The wounded were a mess of blood, smashed bone, and scorched flesh. Faulkner tapped one of the casualties on the collarbone as blood-stained orderlies hauled his stretcher towards the surgery. “Talk to me, man!”
The redcoat’s arm was missing, yet his accoutrements were not stained with smoke or shrapnel. Even Kent could tell that he had not lost his limb to cannon-fire. “I’m with the Governor’s office,” Kent said. “What happened?”
The man’s eyes rolled past him, through him. “Took… my… arm…” the soldier gasped, every word marking its ragged toll, “the… monster.”

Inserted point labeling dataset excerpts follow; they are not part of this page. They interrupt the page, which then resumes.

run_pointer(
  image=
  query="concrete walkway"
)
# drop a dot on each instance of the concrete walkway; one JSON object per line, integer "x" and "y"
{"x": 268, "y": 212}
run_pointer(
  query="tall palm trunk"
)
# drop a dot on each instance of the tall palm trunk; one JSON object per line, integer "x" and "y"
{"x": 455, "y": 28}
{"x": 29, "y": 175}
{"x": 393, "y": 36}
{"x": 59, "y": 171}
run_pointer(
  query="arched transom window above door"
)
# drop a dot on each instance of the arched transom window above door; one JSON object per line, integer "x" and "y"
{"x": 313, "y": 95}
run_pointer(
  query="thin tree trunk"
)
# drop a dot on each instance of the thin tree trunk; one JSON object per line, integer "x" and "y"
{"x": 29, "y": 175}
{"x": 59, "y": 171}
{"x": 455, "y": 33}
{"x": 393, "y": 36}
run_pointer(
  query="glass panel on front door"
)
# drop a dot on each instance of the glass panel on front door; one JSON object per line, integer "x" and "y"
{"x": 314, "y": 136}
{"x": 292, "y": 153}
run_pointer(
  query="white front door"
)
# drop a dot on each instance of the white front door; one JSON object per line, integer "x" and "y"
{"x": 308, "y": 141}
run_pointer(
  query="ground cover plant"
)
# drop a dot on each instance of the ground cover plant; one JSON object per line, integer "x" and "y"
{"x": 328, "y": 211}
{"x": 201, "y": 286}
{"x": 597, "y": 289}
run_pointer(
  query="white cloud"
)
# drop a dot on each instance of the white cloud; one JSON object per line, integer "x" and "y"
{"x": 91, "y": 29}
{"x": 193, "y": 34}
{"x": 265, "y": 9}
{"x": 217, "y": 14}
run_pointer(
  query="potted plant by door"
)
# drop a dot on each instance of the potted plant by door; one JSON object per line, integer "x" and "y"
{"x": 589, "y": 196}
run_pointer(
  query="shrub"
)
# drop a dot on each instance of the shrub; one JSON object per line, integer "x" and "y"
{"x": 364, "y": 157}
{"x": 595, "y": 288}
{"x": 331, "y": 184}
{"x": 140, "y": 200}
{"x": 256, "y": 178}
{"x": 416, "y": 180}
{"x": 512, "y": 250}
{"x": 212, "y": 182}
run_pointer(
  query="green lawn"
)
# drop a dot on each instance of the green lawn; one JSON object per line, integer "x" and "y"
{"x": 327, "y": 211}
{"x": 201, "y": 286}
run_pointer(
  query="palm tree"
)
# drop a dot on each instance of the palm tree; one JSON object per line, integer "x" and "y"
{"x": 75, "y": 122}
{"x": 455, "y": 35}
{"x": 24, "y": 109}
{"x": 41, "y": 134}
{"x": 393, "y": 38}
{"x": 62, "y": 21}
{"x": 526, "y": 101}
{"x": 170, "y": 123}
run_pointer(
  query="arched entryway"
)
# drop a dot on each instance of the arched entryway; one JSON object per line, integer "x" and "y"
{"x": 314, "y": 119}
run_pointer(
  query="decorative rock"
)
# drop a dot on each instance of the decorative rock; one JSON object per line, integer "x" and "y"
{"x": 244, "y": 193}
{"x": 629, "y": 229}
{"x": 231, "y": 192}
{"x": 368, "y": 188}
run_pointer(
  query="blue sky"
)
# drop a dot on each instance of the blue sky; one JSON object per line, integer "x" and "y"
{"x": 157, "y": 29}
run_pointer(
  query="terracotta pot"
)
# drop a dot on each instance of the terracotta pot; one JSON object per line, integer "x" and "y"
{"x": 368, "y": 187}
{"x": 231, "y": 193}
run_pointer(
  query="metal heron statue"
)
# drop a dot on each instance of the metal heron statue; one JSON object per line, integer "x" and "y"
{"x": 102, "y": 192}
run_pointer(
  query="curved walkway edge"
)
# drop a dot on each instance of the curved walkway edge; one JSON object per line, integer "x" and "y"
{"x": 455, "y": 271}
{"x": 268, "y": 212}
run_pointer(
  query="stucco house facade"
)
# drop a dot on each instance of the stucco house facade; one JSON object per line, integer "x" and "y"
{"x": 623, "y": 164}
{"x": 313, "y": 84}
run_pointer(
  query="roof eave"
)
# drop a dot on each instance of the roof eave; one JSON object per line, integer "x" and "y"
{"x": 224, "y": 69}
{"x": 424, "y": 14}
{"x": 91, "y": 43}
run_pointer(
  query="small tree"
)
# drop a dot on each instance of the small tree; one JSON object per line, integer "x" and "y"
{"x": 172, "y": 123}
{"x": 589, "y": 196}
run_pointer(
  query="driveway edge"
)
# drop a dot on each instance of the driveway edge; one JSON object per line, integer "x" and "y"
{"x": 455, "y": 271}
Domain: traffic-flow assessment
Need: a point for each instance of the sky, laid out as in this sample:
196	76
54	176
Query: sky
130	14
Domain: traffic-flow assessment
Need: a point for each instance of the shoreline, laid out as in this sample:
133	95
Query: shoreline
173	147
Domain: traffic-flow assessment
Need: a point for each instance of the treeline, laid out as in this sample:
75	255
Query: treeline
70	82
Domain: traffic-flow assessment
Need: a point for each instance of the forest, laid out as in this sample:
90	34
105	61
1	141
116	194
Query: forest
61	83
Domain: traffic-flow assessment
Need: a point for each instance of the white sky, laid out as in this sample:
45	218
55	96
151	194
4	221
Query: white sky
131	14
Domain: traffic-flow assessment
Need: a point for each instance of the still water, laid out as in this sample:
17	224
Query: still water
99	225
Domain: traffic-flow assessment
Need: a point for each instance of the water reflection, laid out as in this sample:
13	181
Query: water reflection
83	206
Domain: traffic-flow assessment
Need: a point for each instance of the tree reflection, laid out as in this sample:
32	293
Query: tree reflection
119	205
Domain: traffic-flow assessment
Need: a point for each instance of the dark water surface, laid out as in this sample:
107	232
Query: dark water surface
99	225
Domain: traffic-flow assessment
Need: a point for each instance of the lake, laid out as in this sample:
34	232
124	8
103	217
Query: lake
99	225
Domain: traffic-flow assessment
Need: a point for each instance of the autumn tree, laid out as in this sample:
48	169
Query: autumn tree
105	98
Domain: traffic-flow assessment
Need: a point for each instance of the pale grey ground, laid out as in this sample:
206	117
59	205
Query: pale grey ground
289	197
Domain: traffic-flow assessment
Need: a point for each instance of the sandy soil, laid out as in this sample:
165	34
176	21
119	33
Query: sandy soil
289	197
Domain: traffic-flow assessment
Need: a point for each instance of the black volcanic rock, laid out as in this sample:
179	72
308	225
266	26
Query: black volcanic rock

The orderlies disappeared into the surgery.
Kent turned to see Faulkner, his countenance sour, wind snapping at his coat. “Now do you believe me?” he called, raising his voice to be heard over the roar of boilers and rotors.
Faulkner strode towards the surgery. Kent followed. “What more proof do you need? They’ve seen the taniwha. That’s why the Office sent you, because hunting monsters is what you do. We have to stop it, and Ti Hariki can help us. We must find him.”
Faulkner spun, looming over Kent. He suddenly seemed impossibly tall and infinitely more dangerous. “One day you’ll have to decide what believing in things you can’t prove is worth to you, lad,” he growled. “It’s a price that few are ready to pay. What are you willing to sacrifice to make your taniwha real?”
Faulkner left Kent in the blast of a descending ornithopter, his hair in his eyes and his stomach in his throat.”